Paul T. O’Connor: State tax cap wouldn’t prevent future increases
Published 12:00 am Tuesday, May 9, 2017
By Paul T. O’Connor
RALEIGH – It should come as no surprise to anyone that things are not always what they seem in politics.
A state Senate-passed bill calling for a constitutional amendment to cap the personal income tax is one such thing. Should it pass the House, a hot debate of benefits and consequences would certainly precede a November 2018 referendum.
Unfortunately, the promises and consequences are likely to be exaggerated.
On its face, the amendment would appear to promise, “Your taxes won’t be going up.” But that is not necessarily the case. Nor is it correct to say, “Your state taxes won’t be going up.”
Define it further to say, “Your state income taxes won’t be going up,” and you’re still not right.
Here’s what it means: Your state income tax rate will not go above 5.5 percent. It is 5.49 percent now. That’s all.
With this amendment, your taxes, specifically your state taxes, certainly can go up. A future legislature might not raise the personal income tax rate, but it could raise the sales tax or other state taxes. Or it can apply the sales tax to more transactions. In the major tax overhaul of 2013, for example, legislators applied the sales tax to entertainment tickets. Anyone who bought movie or sports tickets since then paid higher taxes.
Even if this amendment were to pass, your state income taxes could rise. Future legislators could remove or reduce current deductions, thus raising the amount of your income applicable to the 5.49 percent tax rate. Several years ago, the legislature limited the mortgage deduction, for example.
While the amendment is restricted to the state income tax, it can lead to higher local taxes. State legislators regularly shift mandates onto local governments and put county commissions in the position of having to increase property taxes. Or legislators cut services that commissioners then pay for with county funds.
Now, to be bi-polar in my disdain for political appearances, the most obvious negative consequence of this amendment, as opponents will most likely proclaim next year, is also not necessarily so.
Opponents will argue that the amendment will cause the state to run short, or out, of money. But that’s not so for all of the reasons cited above. A future legislature looking to increase school funding would be barred from raising the income tax rate, but it could raise taxes in all of the other methods just mentioned.
Opponents will almost certainly argue that income tax cap will tie the state’s hands in time of economic recession. No, it won’t do that. It will simply limit the legislature’s flexibility in those situations, and that is a bad thing. But, honestly, who is going to vote against this amendment next November because it limits legislative flexibility?

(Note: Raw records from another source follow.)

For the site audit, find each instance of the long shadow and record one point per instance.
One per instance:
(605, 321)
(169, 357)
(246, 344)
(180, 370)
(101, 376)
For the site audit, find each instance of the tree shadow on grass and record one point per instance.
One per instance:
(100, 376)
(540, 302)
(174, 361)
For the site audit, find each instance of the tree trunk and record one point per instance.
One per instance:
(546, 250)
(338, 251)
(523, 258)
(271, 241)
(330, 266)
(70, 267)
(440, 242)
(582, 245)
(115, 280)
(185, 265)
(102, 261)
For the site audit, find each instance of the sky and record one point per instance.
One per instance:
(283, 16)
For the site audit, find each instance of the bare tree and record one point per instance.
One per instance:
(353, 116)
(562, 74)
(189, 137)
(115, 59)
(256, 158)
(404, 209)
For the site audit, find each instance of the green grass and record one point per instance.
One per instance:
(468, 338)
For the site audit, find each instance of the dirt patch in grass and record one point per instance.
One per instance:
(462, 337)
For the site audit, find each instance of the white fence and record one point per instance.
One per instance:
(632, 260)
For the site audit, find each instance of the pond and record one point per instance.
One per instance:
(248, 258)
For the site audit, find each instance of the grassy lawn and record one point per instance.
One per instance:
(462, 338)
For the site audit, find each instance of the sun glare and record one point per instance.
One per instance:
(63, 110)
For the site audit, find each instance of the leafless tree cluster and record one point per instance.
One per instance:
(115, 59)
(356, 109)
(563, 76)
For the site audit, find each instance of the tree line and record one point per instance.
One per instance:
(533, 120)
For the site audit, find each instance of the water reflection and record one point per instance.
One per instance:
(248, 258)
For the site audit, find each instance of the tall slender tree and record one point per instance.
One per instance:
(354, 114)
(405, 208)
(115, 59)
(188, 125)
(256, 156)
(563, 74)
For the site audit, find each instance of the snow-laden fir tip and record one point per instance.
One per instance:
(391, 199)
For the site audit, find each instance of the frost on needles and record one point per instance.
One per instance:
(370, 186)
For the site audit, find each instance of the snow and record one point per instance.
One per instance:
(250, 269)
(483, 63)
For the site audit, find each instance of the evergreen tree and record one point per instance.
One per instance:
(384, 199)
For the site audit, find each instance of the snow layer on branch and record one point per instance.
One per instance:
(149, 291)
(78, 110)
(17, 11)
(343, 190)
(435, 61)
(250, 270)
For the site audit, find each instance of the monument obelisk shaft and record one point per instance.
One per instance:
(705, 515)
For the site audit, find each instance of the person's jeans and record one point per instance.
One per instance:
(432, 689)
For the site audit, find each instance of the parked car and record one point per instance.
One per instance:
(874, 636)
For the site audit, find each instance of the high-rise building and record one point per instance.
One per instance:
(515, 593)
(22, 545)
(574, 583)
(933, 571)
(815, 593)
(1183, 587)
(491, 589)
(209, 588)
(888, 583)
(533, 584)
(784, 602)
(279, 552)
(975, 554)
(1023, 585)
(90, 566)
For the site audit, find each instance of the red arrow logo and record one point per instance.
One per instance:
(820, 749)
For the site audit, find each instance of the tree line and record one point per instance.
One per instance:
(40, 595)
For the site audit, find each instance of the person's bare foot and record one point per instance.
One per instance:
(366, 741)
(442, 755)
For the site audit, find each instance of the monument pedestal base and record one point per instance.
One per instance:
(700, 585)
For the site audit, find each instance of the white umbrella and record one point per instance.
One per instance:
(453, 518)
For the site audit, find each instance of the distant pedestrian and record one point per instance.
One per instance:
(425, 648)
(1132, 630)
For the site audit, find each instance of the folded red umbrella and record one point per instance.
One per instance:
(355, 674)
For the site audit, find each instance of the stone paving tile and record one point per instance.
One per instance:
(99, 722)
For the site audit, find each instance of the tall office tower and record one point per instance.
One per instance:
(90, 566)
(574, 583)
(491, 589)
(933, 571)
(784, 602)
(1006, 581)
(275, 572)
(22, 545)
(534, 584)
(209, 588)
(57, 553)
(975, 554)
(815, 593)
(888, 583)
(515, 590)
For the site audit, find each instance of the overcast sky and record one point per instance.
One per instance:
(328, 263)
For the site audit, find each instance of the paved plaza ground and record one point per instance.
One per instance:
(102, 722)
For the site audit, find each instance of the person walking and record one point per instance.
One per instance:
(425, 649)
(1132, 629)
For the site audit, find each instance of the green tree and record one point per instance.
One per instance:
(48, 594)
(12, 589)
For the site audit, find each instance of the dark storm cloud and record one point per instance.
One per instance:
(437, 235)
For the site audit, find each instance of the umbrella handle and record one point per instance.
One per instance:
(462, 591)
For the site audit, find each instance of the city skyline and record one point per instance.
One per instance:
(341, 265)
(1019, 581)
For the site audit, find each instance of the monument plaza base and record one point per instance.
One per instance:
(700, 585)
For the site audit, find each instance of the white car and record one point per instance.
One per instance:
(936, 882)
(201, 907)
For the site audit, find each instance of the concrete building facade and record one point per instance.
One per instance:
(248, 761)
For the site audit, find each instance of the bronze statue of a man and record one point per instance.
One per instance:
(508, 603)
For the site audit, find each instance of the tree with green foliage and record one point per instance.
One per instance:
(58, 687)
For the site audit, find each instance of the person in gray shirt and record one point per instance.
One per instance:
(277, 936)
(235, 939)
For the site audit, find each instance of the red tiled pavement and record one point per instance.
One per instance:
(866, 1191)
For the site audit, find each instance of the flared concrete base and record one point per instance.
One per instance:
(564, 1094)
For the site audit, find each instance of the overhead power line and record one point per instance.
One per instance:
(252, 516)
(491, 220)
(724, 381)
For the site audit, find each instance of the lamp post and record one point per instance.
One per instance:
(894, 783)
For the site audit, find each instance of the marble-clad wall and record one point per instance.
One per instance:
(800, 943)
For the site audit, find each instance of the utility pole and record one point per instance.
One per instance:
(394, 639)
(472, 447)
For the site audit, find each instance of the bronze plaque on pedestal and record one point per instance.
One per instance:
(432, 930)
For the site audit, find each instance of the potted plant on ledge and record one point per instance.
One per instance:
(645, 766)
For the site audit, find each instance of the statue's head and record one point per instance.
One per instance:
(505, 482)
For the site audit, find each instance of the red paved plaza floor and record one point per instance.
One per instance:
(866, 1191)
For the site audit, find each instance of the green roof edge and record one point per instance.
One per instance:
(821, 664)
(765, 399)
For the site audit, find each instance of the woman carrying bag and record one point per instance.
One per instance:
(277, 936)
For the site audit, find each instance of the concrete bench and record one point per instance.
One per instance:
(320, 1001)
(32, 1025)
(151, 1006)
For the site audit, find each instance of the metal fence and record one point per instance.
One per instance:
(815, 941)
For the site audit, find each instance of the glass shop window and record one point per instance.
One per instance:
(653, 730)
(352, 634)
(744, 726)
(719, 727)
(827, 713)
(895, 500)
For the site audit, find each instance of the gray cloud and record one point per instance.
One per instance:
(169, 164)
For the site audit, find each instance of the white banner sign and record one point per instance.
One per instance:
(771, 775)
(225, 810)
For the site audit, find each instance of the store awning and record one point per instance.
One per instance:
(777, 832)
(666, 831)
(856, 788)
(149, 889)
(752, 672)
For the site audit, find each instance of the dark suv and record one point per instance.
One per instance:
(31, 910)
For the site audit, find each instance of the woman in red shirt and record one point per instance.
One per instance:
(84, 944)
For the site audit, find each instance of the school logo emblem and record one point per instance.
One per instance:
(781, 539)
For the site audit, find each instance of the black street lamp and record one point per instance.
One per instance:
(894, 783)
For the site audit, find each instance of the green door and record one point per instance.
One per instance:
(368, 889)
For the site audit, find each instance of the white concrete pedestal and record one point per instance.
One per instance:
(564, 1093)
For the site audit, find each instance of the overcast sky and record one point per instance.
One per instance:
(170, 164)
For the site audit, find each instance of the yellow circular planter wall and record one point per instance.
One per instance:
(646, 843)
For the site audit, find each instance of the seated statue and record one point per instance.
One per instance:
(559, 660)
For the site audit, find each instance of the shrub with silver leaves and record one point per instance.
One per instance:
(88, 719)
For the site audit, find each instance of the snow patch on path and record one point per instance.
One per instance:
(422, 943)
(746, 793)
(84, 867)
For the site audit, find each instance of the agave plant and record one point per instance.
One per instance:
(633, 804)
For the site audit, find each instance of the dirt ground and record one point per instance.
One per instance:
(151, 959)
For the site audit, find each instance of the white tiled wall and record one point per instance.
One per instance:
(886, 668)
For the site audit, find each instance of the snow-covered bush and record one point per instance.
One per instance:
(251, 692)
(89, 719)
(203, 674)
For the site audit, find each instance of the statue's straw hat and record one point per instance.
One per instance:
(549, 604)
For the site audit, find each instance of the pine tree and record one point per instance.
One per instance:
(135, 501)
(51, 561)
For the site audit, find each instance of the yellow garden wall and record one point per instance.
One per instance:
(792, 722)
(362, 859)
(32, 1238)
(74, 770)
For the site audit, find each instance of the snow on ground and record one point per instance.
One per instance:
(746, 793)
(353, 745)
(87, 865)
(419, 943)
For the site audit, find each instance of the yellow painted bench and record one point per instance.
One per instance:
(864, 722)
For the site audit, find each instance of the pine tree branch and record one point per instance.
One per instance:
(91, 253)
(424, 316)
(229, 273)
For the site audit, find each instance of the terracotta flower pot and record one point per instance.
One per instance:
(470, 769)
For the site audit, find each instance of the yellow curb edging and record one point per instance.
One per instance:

And, related to the next recession, keep in mind that the state’s Rainy Day Fund, basically its savings account, is healthier than ever and new state law mandates future contributions. That kind of a reserve reduces the likelihood that a normal recession will create a dire need for a big tax increase, especially if the legislature remains so strongly conservative.
Despite my skepticism regarding its bottom-line consequences, the amendment does have relevance in a political sense. If the amendment is on the ballot, it will spark a debate that allows Republicans to boast of having lowered tax rates and to warn that Democrats want to raise them. That could be a good tool for turnout in a year when most pundits expect the Democratic base to be more energized than that of the Republicans.
Paul T. O’Connor has covered state government for 39 years.